What if a creditor pursues legal action against my business?

Ej Dalius
Ej Dalius

If you owe a creditor money, they are within their right to remind or ‘chase’ you until you repay them. Likewise, they can also pursue legal action if those reminders go ignored. So, what can happen if your creditors have got fed up of waiting for you to repay your debts, and what can you do to minimise any fallout? 

Look out for prior warnings 

Creditors seldom take legal action without sending some sort of reminder beforehand. These reminders could be letters, phone calls, and emails to your business. If you start receiving these, it might be time to assess your incomings and outgoings to see if savings can be made, or if further action is needed. 

If you receive a letter or a phone call reminding you to repay what you owe, don’t immediately make accusations of harassment. Creditors are within their right to remind you to repay. Reminders become harassment when the calls increase past one per day, come at unsociable hours, and threatening language starts being used. It’s important to remember; if the debt is business-related, your creditors should only contact you at your place of work. Similarly, if your debt is personal, they should only contact you at your home address. 

Act before it becomes a major problem 

If you’ve ignored the phone calls and letters reminding you to repay your debts, your creditors can issue statutory demands or even court action in the form of a county court judgement (CCJ). Once one of these lands on your desk, it’s essential you pay the stated amount within 30 days to avoid it registering on your credit file. After which, it will stay there for six years and make it harder to apply for credit. Even if you don’t owe the amount specified, you shouldn’t ignore it. Instead, you should dispute it, and the judgement should contain paperwork which allows you to do so. 

What if it’s already a major problem? 

Once a CCJ is on your credit file, it opens the door to even more drastic creditor action. Even worse is when your company is insolvent, with more liabilities than assets. In which case, your creditors could send debt collectors or bailiffs, and if you owe more than £750, they could apply for a winding-up petition. If undisputed, these become winding-up orders, and freeze your company’s bank accounts—effectively making it impossible to continue trading. 

Fortunately, you can stop this happening. Several insolvency recovery arrangements exist. Some, like Company Voluntary Arrangements (CVA) allow you to repay your debts in affordable monthly amounts, while administrative processes allow for more substantial restructuring. Alternatively, if the debts are so severe that your company doesn’t have a feasible future, closing it via liquidation may be the best option. Although that might sound pessimistic and dramatic, it’s still preferable to receiving a winding-up order and being forced to close with little to no control.  
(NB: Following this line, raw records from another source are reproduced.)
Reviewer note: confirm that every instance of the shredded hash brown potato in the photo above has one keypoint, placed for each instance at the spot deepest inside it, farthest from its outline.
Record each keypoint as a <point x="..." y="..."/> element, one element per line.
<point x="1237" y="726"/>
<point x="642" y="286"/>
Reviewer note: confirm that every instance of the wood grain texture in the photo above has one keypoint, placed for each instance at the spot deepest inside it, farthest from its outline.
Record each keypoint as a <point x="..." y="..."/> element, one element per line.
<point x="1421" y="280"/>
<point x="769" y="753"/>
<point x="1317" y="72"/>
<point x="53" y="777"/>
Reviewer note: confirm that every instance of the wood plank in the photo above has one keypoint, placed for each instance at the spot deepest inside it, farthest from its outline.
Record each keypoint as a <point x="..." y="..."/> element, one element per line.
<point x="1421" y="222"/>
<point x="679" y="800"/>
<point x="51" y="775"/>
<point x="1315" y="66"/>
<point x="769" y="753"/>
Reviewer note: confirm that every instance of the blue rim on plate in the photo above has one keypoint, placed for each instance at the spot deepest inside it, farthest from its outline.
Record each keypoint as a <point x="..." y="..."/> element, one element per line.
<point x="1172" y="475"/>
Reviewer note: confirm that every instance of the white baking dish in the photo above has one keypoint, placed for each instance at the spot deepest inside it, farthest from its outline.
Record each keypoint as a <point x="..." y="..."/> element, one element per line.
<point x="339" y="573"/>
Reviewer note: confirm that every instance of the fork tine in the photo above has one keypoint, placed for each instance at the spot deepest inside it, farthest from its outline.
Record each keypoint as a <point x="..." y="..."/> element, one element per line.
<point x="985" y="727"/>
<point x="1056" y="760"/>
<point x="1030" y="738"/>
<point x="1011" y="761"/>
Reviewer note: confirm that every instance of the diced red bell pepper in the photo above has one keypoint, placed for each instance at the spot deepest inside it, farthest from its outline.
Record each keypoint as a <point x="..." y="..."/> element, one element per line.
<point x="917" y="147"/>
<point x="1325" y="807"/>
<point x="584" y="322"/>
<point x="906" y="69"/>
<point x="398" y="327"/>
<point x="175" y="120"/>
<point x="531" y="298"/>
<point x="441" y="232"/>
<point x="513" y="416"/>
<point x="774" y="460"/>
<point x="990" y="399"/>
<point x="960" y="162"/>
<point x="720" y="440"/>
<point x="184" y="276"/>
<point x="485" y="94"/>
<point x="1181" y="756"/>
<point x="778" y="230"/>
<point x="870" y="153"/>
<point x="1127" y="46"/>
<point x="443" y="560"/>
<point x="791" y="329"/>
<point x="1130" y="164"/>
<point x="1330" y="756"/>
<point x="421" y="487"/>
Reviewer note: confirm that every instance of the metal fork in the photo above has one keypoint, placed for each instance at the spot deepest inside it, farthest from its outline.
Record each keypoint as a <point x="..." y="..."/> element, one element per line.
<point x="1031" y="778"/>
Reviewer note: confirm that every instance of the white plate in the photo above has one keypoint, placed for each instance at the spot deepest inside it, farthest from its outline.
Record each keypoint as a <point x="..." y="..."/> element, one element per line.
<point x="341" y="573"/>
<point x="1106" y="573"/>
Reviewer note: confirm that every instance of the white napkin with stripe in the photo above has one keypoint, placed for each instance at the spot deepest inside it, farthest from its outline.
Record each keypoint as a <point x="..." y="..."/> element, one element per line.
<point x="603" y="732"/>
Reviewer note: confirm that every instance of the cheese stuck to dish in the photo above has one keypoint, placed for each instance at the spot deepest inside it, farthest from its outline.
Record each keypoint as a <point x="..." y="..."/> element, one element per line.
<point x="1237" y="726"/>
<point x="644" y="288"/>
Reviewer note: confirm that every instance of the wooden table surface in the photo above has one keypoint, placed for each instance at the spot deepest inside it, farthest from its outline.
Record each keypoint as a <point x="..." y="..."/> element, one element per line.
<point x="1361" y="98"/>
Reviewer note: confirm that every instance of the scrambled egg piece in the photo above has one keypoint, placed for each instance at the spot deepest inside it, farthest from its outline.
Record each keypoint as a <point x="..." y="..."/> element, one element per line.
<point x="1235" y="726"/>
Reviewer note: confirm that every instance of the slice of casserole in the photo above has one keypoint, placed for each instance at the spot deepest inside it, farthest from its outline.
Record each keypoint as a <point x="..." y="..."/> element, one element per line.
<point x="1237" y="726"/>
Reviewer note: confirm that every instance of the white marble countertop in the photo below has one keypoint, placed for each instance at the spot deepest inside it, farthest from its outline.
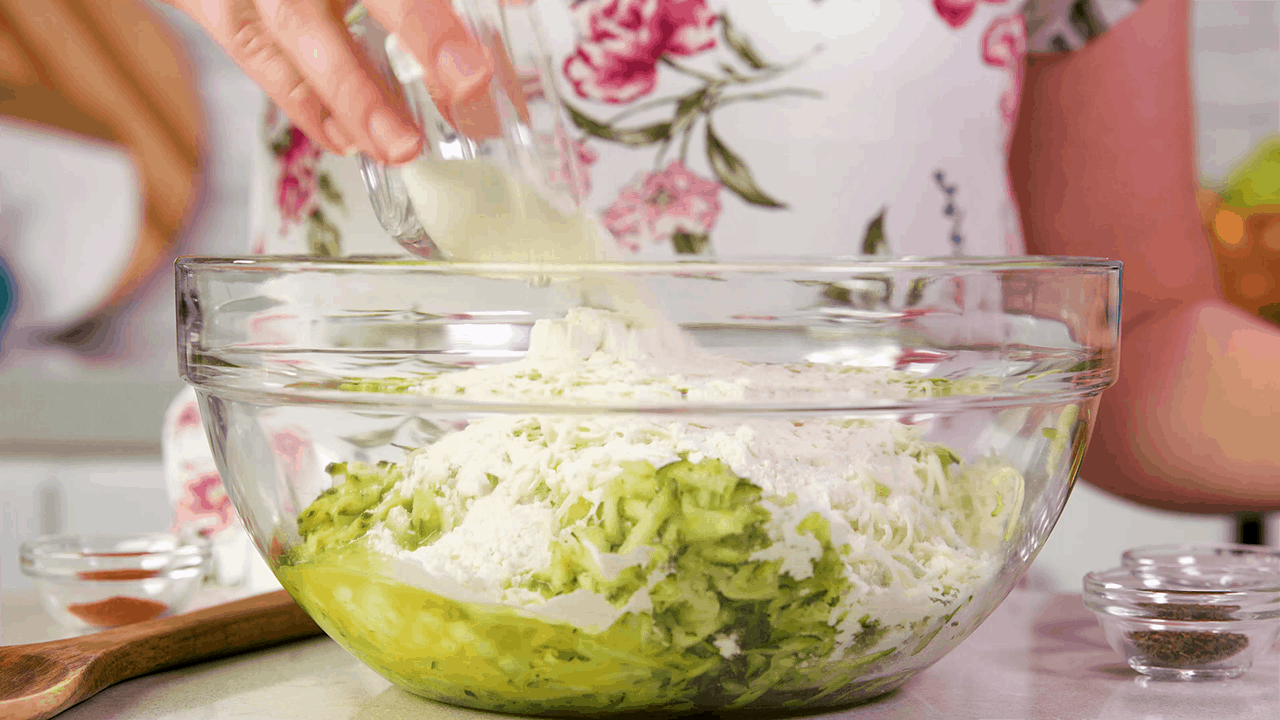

While no one likes receiving notification of legal action, especially when that action comes from a creditor, they are within their right to remind you to repay. These reminders should never include threatening language or persist through unsociable hours. If the reminders don’t work, they’ll move on to more forceful methods, which could include county court action and statutory demands. To stop the action going further—potentially ending in the company being wound up via a compulsory liquidation, you should take necessary action to either help the company recover, or close in an organised manner.